İstanbul’da Adliye’ye saldırı yapılan girişimi biliyorsunuz. Teröristler görev yapan hakim ve savcılara ulaşabilselerdi Allah korusun neler yaşanabileceğini tahmin edemiyorsunuz.
Yasamasıyla yürütmesiyle yargısıyla ülkemizin güvenliğini, huzurunu güçlendirmek için hep birlikte çalışmayı sürdüreceğiz. Verdiğimiz mücadeledeki onurlu duruşumuz evlatlarımıza miras bırakacağımız iftihardır. Hakimlerimiz ve savcılarımız milletimizin omuzlarına yüklediği vazife sürecinde bu ülkenin hedeflerine ulaşmasına kimse engel olamaz.
8. YARGI PAKETİ
Yargının hala çözüm bekleyen sıkıntıları var. Bir kısmı yargı kurumları arasındaki anlayış farkından kaynaklanıyor. Adalet sistemimizin mevzuat altyapısını güçlendirmek için başlattığımız reformları kesintisiz devam ediyoruz. Yargı Reformu strateji belgemizi 2009 yılında kamuoyuyla paylaştı. Geçtiğimiz günlerde Gazi Meclis'ine sunulan 8. Yargı paketi bu stratejik adımlarından biridir.
İtiraz, istinaf, temyiz yollarındaki başvuru süresi 2 hafta olarak düzenleniyor. Adli para cezaları günümüz şartları yeniden değerlendirilerek güncelleniyor. Hükümlülere vasi atanması işlemeleri otomatik olmaktan çıkarılarak bu bireylerin kendi kararlarına bırakılıyor.

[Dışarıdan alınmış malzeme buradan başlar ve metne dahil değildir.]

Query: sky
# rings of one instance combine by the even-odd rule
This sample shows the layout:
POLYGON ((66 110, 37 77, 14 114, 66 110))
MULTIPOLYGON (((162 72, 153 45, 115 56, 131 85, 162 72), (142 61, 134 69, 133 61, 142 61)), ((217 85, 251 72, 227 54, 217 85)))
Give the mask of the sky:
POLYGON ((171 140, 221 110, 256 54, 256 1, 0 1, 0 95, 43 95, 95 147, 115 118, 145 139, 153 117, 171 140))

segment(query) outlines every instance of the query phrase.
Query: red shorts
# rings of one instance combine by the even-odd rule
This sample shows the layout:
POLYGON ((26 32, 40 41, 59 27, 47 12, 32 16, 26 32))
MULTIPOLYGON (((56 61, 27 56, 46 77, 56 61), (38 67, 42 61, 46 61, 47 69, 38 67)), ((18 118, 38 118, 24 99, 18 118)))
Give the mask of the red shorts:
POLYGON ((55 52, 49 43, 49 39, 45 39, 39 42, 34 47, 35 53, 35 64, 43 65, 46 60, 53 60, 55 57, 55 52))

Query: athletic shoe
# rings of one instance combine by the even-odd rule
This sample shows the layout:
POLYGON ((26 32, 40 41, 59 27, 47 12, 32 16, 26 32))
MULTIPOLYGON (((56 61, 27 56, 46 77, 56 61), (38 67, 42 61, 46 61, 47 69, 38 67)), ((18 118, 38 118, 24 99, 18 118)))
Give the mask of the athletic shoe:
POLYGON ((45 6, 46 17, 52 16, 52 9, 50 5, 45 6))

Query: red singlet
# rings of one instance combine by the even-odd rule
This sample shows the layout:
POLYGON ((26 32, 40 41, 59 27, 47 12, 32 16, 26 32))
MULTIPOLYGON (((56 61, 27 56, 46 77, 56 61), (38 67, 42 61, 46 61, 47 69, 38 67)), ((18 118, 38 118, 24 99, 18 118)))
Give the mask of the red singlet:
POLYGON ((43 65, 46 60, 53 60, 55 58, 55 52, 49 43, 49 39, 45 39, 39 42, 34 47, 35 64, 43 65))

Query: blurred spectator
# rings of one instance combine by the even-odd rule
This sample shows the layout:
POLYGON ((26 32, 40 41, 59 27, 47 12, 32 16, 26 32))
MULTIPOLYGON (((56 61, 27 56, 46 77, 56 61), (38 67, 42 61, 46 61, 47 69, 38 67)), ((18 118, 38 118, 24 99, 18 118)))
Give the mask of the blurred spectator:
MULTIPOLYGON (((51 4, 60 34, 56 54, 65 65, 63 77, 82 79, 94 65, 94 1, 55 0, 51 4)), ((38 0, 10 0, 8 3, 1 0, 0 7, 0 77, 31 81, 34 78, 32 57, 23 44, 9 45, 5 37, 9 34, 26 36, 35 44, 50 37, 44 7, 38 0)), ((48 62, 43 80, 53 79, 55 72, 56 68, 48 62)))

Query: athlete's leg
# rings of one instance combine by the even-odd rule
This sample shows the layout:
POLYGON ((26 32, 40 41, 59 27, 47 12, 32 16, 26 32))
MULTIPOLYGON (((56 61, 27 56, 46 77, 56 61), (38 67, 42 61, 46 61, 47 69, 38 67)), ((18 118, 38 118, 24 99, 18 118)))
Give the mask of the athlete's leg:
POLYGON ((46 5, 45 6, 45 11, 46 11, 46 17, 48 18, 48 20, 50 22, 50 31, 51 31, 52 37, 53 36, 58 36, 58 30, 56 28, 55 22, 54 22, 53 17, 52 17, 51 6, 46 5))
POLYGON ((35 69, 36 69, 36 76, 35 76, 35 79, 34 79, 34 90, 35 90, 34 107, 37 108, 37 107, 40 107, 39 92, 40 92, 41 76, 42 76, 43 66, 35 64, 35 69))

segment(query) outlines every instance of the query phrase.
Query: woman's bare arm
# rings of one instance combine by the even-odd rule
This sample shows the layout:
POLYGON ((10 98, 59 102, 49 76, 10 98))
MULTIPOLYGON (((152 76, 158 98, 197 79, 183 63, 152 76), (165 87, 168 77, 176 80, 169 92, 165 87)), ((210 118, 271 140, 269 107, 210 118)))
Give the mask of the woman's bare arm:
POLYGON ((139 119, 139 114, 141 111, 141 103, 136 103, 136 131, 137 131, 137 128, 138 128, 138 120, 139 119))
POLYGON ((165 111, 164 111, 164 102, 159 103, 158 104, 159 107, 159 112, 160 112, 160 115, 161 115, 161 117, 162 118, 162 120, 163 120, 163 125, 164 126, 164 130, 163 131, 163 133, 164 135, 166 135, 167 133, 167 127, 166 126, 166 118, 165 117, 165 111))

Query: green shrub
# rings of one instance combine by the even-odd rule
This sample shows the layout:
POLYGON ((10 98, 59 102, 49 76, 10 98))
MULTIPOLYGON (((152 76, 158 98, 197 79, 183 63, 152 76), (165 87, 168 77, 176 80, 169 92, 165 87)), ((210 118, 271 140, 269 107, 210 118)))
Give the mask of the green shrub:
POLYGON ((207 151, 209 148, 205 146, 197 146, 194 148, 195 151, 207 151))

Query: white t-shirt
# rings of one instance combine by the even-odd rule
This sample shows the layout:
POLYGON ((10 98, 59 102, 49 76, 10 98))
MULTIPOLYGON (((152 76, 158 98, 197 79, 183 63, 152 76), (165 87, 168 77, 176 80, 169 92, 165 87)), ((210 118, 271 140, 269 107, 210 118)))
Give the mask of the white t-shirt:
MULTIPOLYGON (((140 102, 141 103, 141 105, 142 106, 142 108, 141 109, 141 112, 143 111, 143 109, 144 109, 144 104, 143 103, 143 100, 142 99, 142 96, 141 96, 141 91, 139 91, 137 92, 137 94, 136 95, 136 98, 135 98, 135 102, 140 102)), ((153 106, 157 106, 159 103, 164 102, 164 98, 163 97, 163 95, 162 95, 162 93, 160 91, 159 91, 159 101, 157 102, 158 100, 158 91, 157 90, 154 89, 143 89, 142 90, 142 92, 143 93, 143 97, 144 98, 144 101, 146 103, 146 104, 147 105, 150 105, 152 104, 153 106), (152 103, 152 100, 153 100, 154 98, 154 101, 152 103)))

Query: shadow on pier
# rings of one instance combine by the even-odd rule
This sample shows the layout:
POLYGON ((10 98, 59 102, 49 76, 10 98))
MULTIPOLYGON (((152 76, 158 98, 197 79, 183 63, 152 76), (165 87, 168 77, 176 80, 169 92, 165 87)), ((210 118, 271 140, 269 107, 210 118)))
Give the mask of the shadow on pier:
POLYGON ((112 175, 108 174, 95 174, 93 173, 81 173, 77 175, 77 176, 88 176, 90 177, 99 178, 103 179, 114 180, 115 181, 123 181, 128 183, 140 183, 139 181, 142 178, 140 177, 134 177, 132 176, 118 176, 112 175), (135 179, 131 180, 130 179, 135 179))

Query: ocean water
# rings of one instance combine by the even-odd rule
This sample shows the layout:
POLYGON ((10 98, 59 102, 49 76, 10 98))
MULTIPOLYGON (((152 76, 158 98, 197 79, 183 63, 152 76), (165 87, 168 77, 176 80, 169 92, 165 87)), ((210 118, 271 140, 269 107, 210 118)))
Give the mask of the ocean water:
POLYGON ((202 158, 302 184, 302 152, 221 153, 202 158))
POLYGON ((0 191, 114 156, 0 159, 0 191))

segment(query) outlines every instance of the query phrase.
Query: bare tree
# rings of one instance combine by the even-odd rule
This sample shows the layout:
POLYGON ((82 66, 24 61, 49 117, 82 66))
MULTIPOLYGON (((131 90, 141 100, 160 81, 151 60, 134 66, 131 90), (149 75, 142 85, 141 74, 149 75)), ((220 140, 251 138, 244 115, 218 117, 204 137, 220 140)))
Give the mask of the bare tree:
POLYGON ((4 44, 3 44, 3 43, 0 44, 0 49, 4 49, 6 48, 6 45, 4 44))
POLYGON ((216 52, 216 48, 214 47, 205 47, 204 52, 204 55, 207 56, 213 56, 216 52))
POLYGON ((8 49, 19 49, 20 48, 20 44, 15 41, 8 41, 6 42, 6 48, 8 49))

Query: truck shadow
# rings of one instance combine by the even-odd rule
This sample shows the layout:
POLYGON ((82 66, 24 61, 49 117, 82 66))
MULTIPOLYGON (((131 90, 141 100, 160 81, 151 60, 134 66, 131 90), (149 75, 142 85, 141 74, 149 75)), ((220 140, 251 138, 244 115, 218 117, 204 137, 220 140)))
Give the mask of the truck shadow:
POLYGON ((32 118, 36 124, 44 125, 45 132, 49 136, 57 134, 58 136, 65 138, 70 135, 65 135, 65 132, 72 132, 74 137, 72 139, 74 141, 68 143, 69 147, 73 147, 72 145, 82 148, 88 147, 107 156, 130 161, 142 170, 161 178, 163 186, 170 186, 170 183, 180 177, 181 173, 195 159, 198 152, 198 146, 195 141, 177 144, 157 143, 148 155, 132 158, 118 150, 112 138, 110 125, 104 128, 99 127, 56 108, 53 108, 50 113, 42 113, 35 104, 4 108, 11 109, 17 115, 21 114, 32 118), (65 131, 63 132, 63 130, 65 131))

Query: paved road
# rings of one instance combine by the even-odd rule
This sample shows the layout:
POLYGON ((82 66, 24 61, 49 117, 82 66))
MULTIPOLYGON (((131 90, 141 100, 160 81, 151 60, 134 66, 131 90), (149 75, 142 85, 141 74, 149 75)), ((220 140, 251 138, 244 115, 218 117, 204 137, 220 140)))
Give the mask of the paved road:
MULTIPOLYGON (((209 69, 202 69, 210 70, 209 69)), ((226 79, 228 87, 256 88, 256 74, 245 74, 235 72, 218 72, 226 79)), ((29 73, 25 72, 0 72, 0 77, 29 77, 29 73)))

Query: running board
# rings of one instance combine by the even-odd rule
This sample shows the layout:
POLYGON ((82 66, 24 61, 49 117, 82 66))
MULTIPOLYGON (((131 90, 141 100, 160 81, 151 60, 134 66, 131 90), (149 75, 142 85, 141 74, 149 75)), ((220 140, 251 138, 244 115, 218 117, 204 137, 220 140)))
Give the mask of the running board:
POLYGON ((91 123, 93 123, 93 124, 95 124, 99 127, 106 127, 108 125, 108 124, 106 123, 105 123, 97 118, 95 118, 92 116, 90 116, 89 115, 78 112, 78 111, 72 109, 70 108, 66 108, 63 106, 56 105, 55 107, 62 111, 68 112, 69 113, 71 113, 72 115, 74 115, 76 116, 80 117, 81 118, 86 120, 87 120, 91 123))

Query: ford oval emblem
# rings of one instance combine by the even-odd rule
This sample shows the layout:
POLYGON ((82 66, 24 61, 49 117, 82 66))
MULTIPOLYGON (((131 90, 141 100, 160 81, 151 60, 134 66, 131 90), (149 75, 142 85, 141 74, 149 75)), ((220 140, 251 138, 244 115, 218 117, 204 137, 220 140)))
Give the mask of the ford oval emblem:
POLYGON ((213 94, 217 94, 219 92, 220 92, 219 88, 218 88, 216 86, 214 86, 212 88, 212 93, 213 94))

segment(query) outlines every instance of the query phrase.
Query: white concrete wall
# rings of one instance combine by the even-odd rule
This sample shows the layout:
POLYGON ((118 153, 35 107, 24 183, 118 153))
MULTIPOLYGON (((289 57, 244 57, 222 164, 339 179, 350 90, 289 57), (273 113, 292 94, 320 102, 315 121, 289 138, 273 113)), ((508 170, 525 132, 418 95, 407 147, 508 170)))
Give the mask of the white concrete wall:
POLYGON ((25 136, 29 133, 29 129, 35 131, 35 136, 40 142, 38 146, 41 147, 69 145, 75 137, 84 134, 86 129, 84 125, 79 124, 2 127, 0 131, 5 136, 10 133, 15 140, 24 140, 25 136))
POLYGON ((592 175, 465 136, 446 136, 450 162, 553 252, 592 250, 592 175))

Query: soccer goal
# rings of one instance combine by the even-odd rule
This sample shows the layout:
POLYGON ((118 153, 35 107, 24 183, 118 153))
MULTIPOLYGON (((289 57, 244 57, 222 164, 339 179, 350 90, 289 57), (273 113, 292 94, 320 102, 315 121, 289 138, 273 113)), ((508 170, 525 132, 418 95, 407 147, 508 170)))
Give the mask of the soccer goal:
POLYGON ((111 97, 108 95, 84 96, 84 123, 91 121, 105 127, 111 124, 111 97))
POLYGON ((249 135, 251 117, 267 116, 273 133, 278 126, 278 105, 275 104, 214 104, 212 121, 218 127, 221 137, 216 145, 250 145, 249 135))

'ADALETE OLAN GÜVENİ VE İNANCI SARSAN TARTIŞMALAR'
Kurumların birbirleri ile uyumlu çalışmaları her kurumun anayasada ve yasalarda belirtilen sınırlar içinde faaliyetini yürütmesi devletin ahenkli işleyişi bakımından hayati öneme haizdir. Yüksek yargı kurumlarımız arasında son dönemde hem kendilerini yıpratan hem de vatandaşlarımızın adalete olan güvenini ve inancını sarsan bazı müessif tartışmalara şahit oluyoruz. Biliyorsunuz bu konuda taraf değil hakem mevkiinde bulunduğumuzu çeşitli vesilelerle açıkladık. Bu tavrımızı halen muhafaza ediyoruz ve edeceğiz. Yürütmenin başı ve yasama organındaki en büyük gruba sahip partinin genel başkanı sıfatıyla bize düşen yüksek yargı kurumları arasındaki tartışmalarda taraf olmak değil sorunu çözecek mekanizmaları işletmektir.
'HİYERARŞİ TARTIŞMASI YAŞANDIĞINI BİLİYORUZ'
Siyaset müessesesinin emanetini taşıdığı, millete karşı görevi mecliste nümayiş yapmak, mahkeme önünde eylem yapmak asla değildir. Kanun yapıcı konumunun hakkını vermektir. Yargıya dair hemen her tartışmada belli çevreler tarafından sokağın adres gösterilmesi siyaset kurumunun asli görevini inkar etmek demektir. Biz ülkenin ve milletin her meselesi gibi yargıdaki sıkıntıları çözmenin de görevimiz olduğunun bilinciyle hareket ediyoruz. Sorunlardan beslenmek yerine çözümlerle milletimizin karşısına çıkmanın gayreti içindeyiz. Şu gerçeği artık hepimiz görebiliyoruz, yüksek yargı kurumlarımızın anayasada belirtilen görev tanımları, sınırları ve onlara yüklenen misyonlar konusunda bir belirsizlik söz konusudur. Esasen bu kurumlarımız arasında eskiden beri bir hiyerarşi tartışması yaşandığını biliyoruz.